Perpres mengenai BO merupakan langkah progresif dalam perbaikan akuntabilitas tata kelola perusahaan di Indonesia.
Bahkan, enam Kementerian yang terdiri dari Kementerian Hukum dan HAM (Kemenkumham), Kementerian Keuangan (Kemkeu), Kementerian Energi dan Sumber Daya Mineral (ESDM), Kementerian Koperasi dan UKM, Kementerian Pertanian dan Kementerian Agraria telah menandatangani nota kesepahaman atau Memorandum of Understanding (MoU) terkait Pemanfaatan Basis Data Pemilik Manfaat (Beneficial Ownership) dalam Rangka Pencegahan Tindak Pidana Bagi Korporasi pada 3 Juli 2019.
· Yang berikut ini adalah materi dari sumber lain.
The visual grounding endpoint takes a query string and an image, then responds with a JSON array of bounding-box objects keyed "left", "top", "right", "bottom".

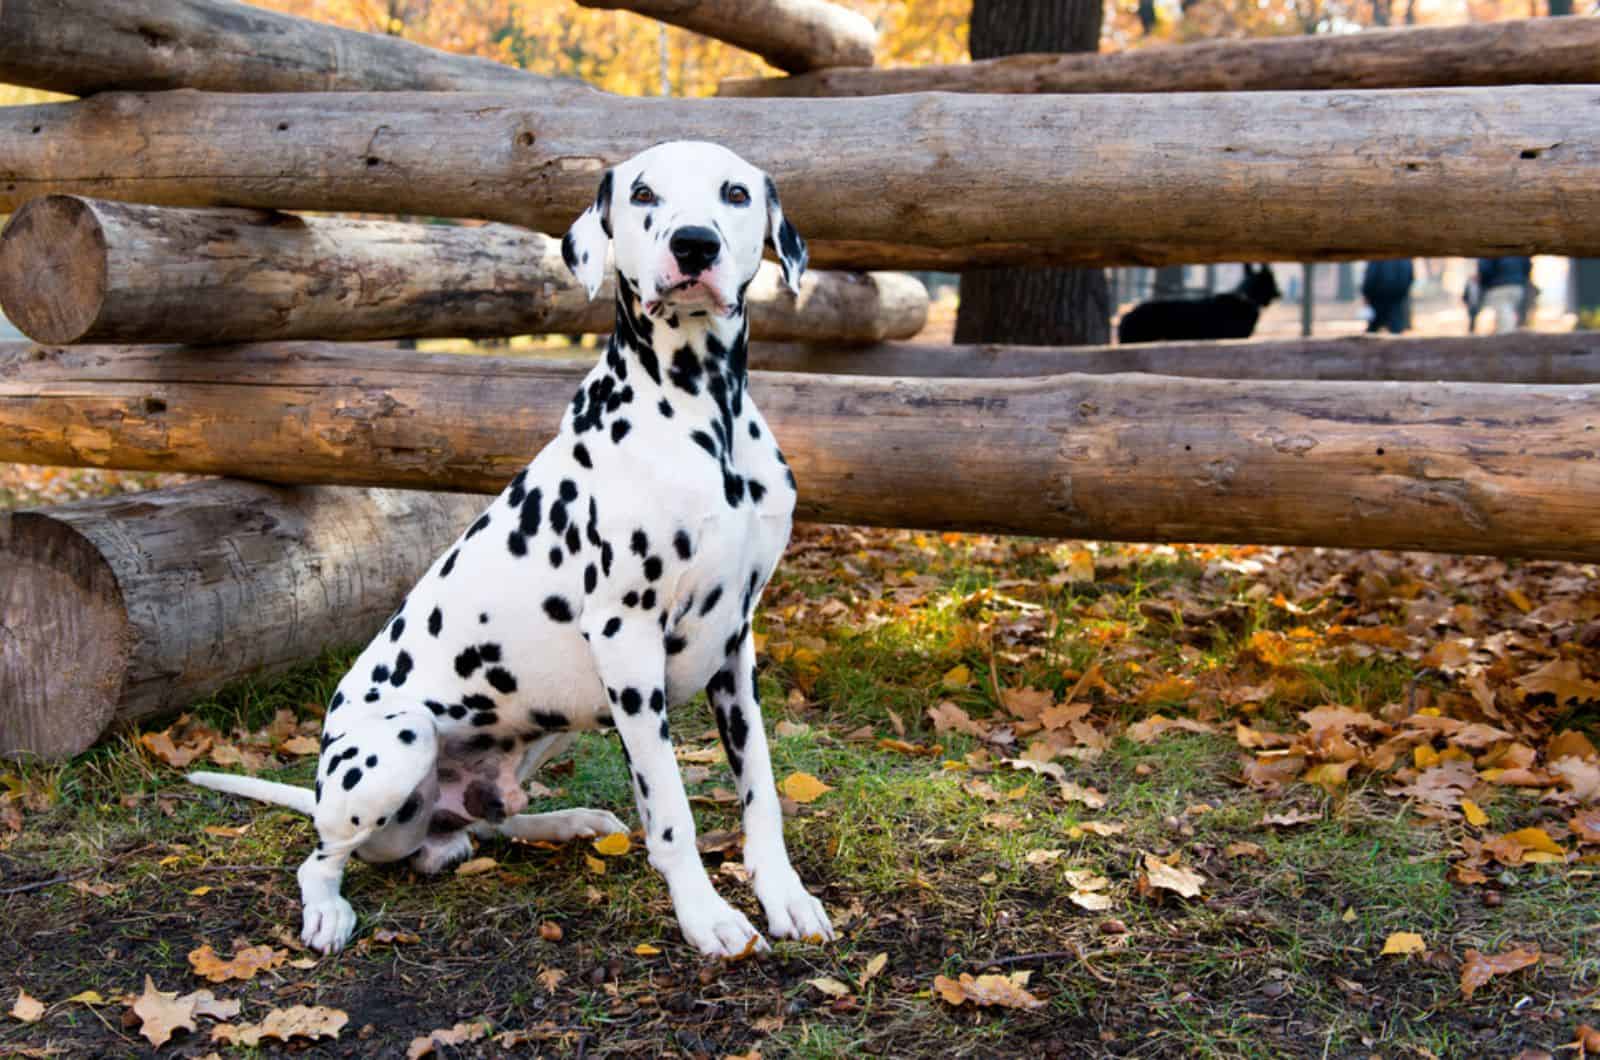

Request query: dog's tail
[{"left": 187, "top": 771, "right": 316, "bottom": 817}]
Wakil Ketua Komisi Pemberantasan Korupsi (KPK) Nawawi Pomolango mengakui kehadiran Perpres mengenai BO membantu kerja-kerja KPK dalam memberantas korupsi.
Terutama dalam menangani kasus-kasus korupsi yang berkaitan dengan korporasi.
"Tentu saja jika dalam penanganan perkara-perkara korporasi yang dilakukan KPK tentu akan memanfaatkan Perpres ini," kata Nawawi beberapa waktu lalu.
Diketahui, KPK telah menjerat enam korporasi sebagai tersangka.
Dari enam korporasi itu, PT Duta Graha Indah atau PT Nusa Konstruksi Enjineering telah diputus bersalah dalam kasus korupsi terkait proyek pemerintah sedangkan PT Putra Ramadhan dinyatakan bersalah dalam kasus pencucian uang.
Meski demikian, Nawawi mengakui, sepanjang semester I 2020 atau sejak pimpinan KPK Jilid V dilantik pada akhir 2019 lalu, belum ada lagi korporasi yang ditetapkan sebagai tersangka.
Menurut Nawawi selain Perpres 13/2018, dalam menangani kasus korupsi terkait korporasi pihaknya juga berpedoman pada Peraturan Mahkamah Agung (Perma) Nomor 13 Tahun 2016 tentang Tata Cara Penanganan Perkara Tindak Pidana oleh Korporasi.
"Tentu saja Perpres ini akan sangat bermanfaat sekali ini. Tentu saja penanganan perkara korporasi ini kita tentu merujuk dan berpedoman pada perma 13 tahun 2016 tentang penanganan perkara pidana yang dilakukan oleh korporasi," kata Nawawi.